D’emblée, le conservateur principal et directeur adjoint du Musée National de Lubumbashi, le Professeur Philippe Mikobi, a retracé, à travers son intervention, les trois grandes époques de l’art au niveau local : précolonial, colonial et postcolonial. Cette approche historique a permis de mieux cerner les mutations culturelles influençant la création artistique à Lubumbashi, ouvrant ainsi la voie au projet « Hangar », qui vise à reconnecter l’art contemporain à ses racines.

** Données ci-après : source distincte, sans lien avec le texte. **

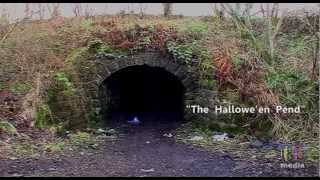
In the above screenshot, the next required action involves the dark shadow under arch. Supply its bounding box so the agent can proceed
[100,65,185,128]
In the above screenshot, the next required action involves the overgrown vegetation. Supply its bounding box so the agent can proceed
[0,7,319,149]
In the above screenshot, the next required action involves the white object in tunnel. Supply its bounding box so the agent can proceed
[128,116,140,125]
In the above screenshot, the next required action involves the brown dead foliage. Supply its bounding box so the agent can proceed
[212,42,280,107]
[95,20,177,51]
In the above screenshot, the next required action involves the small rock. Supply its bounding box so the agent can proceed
[9,157,18,161]
[249,140,263,148]
[48,168,57,171]
[97,128,106,133]
[89,144,98,149]
[106,129,116,135]
[212,133,229,141]
[190,136,204,141]
[163,133,173,138]
[12,173,23,177]
[140,168,154,172]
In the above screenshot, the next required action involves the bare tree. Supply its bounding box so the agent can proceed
[47,3,60,18]
[302,4,320,80]
[221,3,283,60]
[84,4,94,19]
[24,3,33,19]
[162,3,173,17]
[261,3,283,59]
[36,3,45,20]
[139,3,148,17]
[72,3,83,16]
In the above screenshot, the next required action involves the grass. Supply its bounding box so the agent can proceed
[0,16,319,146]
[0,120,17,135]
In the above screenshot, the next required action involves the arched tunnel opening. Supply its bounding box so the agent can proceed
[100,65,185,132]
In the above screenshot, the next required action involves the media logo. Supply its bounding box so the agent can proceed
[280,143,305,169]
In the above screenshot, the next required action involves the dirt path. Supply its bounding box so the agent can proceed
[0,115,318,176]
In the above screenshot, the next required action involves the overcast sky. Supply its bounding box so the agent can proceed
[0,3,317,19]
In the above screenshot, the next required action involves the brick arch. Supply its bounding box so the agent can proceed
[86,52,198,123]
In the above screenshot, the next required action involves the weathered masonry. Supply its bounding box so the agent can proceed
[72,52,216,124]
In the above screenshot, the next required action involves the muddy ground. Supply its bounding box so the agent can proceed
[0,114,318,176]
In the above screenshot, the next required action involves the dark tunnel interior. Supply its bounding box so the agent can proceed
[104,65,184,128]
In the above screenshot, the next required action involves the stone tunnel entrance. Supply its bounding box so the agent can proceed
[100,65,185,128]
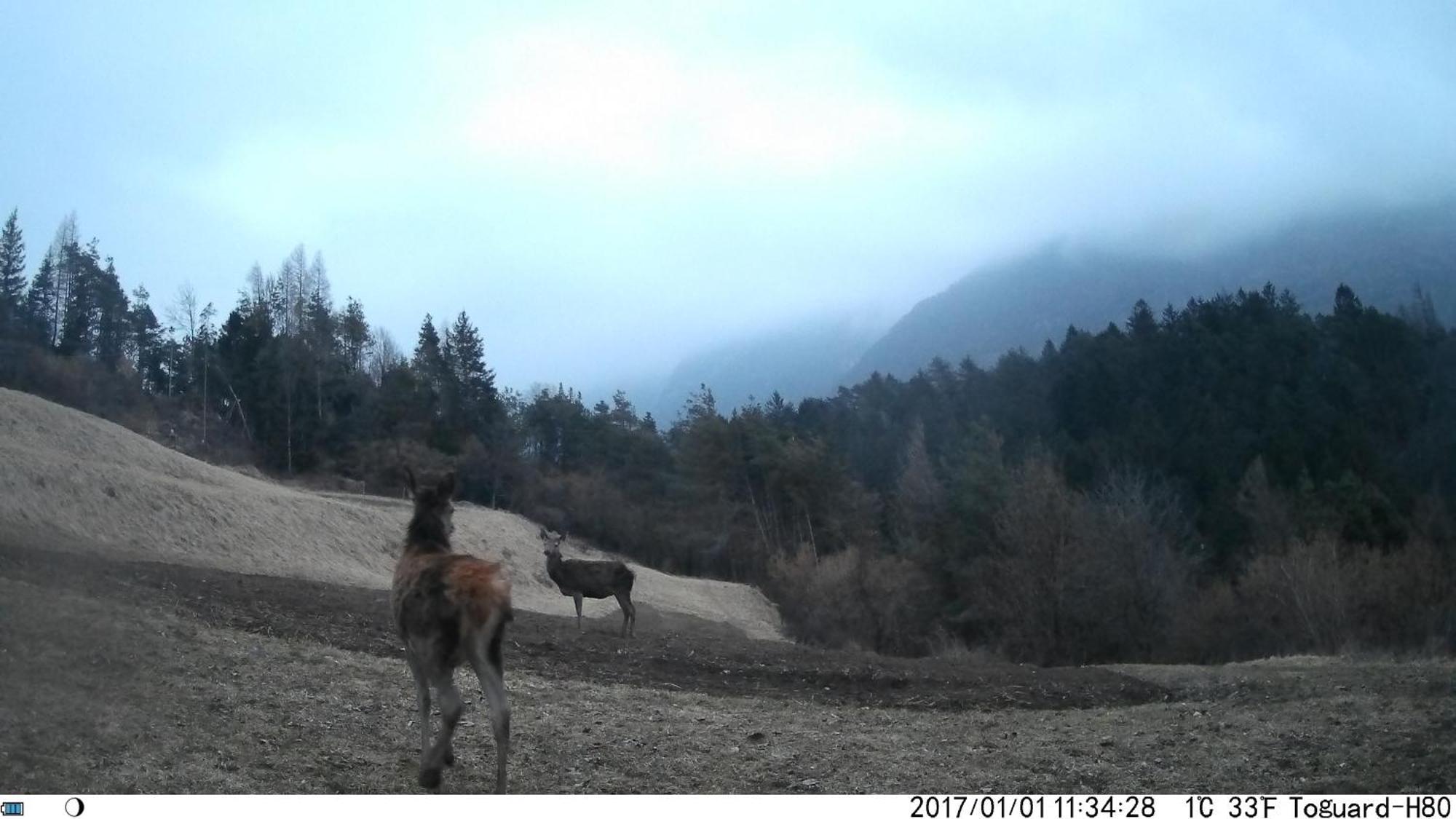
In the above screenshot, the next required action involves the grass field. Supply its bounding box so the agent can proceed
[0,544,1456,793]
[0,389,1456,793]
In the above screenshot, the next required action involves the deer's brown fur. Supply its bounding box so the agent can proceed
[390,470,511,793]
[540,528,636,637]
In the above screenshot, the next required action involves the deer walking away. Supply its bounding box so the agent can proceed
[540,529,636,637]
[390,468,511,793]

« À travers ce projet, nous visons un apport significatif à l’art katangais auprès de la population. Aujourd’hui, nous produisons de l’art par époque, sans authenticité. C’est un problème mental auquel nous devons réfléchir. Il est essentiel de revenir vers nos racines pour reconnecter l’art contemporain et retrouver notre identité », a-t-il affirmé lors de son allocution.
L’artiste visuel et coordonnateur de Master’Art Studio, Olivier Fall, a constaté l’écart existant entre Lubumbashi et Kinshasa en matière de structuration artistique. Il a dressé un constat préoccupant sur la tendance de certains artistes à travailler de manière isolée, négligeant ainsi le travail collectif.
« Le Lushois travaille trop souvent en solo. Le but de Master’Art Studio est de créer un écosystème de collaboration et d’inspiration collective à partir du Katanga », a-t-il souhaité.
L’art katangais à la croisée des chemins : entre héritage et innovation
La ville de Lubumbashi a longtemps été considérée comme un foyer de création artistique foisonnante. Aujourd’hui, elle fait face à une remise en question profonde : quelle est son authenticité artistique ? La dimension féminine dans l’art a également été mise en avant.
Selon les études menées par Hervé Kafund, directeur artistique de Master’Art Studio, près de 90 % des représentations artistiques locales sont féminines, témoignant du rôle central de la femme dans l’imaginaire et la production artistique katangaise.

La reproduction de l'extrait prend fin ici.